Deploy and Pray
Our deployment strategy used to be: merge to main, deploy to all pods, watch Slack for complaints. Professional? No. Common? Absolutely.
After a particularly bad deploy took down checkout for 23 minutes, we implemented canary deployments.

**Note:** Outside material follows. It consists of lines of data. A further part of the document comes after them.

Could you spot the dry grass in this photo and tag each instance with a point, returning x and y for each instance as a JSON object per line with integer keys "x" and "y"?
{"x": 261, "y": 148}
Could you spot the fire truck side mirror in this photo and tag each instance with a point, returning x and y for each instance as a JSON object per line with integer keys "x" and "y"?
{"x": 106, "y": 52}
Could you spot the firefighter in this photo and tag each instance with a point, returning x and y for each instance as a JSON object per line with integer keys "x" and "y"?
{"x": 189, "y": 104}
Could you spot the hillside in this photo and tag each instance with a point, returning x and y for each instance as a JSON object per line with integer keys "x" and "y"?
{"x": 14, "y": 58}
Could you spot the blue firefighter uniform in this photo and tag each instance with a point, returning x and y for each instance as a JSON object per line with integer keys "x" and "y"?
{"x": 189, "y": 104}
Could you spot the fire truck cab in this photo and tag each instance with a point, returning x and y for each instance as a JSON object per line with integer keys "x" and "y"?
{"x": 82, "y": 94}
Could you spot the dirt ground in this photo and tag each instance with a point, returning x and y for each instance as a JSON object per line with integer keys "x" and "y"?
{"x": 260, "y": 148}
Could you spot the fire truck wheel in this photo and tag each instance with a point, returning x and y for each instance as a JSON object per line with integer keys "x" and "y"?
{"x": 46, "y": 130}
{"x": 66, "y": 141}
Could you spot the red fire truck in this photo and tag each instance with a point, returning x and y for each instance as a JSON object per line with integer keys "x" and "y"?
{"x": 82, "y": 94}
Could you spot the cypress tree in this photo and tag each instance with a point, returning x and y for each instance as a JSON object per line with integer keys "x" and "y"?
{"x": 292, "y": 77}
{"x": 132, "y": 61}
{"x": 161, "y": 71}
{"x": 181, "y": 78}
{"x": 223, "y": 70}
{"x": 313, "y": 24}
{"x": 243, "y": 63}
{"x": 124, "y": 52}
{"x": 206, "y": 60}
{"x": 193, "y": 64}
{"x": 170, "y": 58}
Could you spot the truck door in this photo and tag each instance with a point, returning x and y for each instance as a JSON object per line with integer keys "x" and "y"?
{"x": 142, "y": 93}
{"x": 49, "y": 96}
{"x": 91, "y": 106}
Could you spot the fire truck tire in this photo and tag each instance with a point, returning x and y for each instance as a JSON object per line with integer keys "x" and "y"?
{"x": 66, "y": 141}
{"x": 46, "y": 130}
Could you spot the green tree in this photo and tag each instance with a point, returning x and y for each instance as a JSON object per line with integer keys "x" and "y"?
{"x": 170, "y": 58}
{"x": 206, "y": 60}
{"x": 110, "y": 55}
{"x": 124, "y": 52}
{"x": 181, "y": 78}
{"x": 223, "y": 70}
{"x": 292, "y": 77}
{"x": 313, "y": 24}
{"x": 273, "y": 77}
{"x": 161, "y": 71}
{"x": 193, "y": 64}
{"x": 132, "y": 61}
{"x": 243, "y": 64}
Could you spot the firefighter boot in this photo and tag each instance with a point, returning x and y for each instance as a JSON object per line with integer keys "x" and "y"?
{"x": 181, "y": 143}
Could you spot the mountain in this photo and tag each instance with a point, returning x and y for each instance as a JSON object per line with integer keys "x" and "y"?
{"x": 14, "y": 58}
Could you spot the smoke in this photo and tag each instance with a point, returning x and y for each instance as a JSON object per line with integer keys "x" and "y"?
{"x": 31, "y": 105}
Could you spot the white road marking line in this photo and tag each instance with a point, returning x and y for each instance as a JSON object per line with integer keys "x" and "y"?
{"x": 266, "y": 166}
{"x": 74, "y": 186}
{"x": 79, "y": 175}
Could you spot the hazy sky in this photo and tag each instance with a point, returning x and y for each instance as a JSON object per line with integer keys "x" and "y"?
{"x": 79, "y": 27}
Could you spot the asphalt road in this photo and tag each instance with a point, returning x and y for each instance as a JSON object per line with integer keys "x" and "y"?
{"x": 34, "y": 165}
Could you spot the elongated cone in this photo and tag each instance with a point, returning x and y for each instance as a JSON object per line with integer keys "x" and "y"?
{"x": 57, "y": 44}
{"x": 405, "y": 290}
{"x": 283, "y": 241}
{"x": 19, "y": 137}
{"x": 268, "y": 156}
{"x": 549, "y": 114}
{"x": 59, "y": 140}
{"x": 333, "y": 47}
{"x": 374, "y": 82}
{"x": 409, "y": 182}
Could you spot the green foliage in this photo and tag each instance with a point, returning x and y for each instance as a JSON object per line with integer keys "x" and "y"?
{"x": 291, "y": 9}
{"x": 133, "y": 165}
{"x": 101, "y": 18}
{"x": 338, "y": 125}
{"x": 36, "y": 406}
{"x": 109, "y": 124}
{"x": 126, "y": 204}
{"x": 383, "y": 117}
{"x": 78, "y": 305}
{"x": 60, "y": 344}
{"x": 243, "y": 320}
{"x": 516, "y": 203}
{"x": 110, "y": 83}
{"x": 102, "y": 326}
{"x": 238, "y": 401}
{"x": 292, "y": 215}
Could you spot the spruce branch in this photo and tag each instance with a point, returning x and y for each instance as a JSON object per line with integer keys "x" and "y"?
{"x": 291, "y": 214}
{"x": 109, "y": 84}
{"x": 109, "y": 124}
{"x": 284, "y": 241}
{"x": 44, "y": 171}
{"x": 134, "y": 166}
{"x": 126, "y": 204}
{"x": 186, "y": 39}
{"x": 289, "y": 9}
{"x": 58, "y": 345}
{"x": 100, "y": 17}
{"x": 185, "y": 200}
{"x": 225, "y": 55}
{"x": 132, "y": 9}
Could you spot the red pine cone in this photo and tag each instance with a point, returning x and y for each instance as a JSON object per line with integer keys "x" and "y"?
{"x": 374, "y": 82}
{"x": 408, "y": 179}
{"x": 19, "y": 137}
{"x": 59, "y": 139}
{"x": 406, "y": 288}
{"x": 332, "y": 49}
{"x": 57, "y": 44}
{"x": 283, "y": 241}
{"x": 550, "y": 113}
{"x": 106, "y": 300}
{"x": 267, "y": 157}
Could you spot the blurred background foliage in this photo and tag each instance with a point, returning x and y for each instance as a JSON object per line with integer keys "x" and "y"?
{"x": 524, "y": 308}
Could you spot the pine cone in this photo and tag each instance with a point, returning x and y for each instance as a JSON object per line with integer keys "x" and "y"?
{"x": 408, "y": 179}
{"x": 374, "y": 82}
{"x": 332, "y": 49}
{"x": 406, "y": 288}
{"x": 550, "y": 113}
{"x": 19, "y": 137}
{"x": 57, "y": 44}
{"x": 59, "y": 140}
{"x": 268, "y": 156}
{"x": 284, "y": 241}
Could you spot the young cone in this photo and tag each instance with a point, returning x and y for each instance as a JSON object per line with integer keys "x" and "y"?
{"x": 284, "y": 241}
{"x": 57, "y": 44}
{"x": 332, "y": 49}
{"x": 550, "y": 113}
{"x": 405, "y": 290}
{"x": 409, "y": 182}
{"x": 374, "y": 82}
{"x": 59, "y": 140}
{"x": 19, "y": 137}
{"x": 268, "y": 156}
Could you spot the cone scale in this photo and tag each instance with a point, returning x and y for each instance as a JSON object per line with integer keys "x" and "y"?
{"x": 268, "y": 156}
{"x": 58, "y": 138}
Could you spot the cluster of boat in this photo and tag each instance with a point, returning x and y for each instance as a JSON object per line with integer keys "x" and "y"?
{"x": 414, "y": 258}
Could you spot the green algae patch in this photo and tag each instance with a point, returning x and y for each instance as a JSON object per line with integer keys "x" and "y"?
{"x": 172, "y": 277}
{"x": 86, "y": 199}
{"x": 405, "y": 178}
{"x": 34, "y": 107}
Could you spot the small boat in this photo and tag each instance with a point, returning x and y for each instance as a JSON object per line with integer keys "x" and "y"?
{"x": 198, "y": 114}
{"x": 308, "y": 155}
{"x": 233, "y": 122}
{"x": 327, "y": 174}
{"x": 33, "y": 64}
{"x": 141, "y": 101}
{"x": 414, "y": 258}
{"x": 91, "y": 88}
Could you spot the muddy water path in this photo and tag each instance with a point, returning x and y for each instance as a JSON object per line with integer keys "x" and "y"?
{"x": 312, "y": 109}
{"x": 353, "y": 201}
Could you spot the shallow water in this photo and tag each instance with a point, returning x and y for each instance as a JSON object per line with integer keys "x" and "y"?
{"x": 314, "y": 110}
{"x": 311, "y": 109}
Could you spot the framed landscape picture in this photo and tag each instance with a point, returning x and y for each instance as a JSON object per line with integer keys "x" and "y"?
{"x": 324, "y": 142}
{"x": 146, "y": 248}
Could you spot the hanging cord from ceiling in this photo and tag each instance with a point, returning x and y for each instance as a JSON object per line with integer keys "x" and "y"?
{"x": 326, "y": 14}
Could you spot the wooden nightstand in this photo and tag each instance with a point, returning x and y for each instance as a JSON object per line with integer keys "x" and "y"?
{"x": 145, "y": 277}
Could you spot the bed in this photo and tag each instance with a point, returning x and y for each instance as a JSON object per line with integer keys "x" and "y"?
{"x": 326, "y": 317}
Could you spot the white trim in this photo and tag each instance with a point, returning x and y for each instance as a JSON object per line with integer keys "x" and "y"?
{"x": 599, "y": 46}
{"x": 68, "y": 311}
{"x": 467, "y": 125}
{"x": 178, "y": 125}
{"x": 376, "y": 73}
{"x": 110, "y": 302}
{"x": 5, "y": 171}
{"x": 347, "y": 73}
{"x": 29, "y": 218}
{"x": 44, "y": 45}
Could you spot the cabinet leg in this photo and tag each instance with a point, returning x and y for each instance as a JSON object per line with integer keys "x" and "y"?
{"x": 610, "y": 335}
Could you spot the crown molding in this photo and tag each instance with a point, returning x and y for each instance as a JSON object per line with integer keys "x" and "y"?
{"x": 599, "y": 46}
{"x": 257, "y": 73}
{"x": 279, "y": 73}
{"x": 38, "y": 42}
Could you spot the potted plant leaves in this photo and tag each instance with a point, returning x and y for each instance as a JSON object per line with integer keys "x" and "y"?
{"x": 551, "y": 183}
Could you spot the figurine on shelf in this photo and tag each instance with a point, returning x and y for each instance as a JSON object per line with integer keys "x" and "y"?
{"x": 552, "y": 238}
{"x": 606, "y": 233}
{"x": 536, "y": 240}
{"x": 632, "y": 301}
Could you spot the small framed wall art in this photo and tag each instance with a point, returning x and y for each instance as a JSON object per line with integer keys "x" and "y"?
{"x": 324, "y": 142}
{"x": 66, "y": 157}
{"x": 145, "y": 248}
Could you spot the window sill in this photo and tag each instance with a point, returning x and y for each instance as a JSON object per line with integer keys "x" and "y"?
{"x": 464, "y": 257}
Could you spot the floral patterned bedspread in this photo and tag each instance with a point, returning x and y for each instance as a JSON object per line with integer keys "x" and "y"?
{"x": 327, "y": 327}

What Canary Deployments Actually Mean
A canary deployment routes a small percentage of traffic to the new version while monitoring for problems:
Traffic flow:
Users ──→ Load Balancer ──→ 95% → v1.2.3 (current)
└──→ 5% → v1.2.4 (canary)
If the canary looks healthy after N minutes, gradually increase traffic. If it looks bad, kill it. Zero impact on 95% of users.
Our Canary Pipeline
# .github/workflows/canary-deploy.yml
canary_deploy:
steps:
- name: Deploy canary (5%)
run: |
kubectl set image deployment/api-canary api=api:${{ github.sha }}
kubectl scale deployment/api-canary --replicas=1
# Configure traffic split
kubectl apply -f - <<EOF
apiVersion: split.smi-spec.io/v1alpha1
kind: TrafficSplit
metadata:
name: api-canary
spec:
service: api
backends:
- service: api-stable
weight: 95
- service: api-canary
weight: 5
EOF
- name: Wait and analyze (10 minutes)
run: |
sleep 600
# Check canary health
ERROR_RATE=$(curl -s prometheus/api/v1/query?query=rate(http_errors{version="canary"}[5m]) | jq '.data.result[0].value[1]')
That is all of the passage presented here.